In my post about my podcasting equipment, I discussed my setup. I also recommended the Rode Podcaster Booming Kit as a great starter setup. At around $350, it is absolutely a lot of money.

Some readers took issue with this. I can’t fault anyone who did.

As with anything audio-related, it is possible to spend a lot of money on your setup. Furthermore, audiophiles (particularly ones that disassociate themselves with the term) love to come out of the woodwork to criticize your setup. More often than not, this is not helpful. I worry that my post came across exactly that way.

Jason Snell weighed in on his site, and I completely agree with him. In particular:

I once spoke on a podcasting panel at a Doctor Who convention. When I made what I thought was a reasonable suggestion—the $50 Blue Snowball as a starter microphone—large swaths of the audience cringed. These were people with no money for such things. They were interested in podcasting, but the idea of spending $50 on a microphone was just too much.

There are two ways to react to that moment. One is to suggest to that group of interested, creative people that if they aren’t committed enough to podcasting to pay $50 for a microphone, they shouldn’t bother.

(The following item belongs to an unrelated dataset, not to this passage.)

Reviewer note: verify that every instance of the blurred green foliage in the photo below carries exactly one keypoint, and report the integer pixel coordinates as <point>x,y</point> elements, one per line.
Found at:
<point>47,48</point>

The other is to encourage them to use the tools at hand to find their voice. Improving the quality of the sound can come later—and the more they come to love podcasting, the more they’ll want to spend (in terms of time and money) to make their podcast sound better.

Don’t let the quality snobs — including me! — get you down. Use whatever you can, even your earbuds, if you have to. The point is what you’re saying, not how it sounds.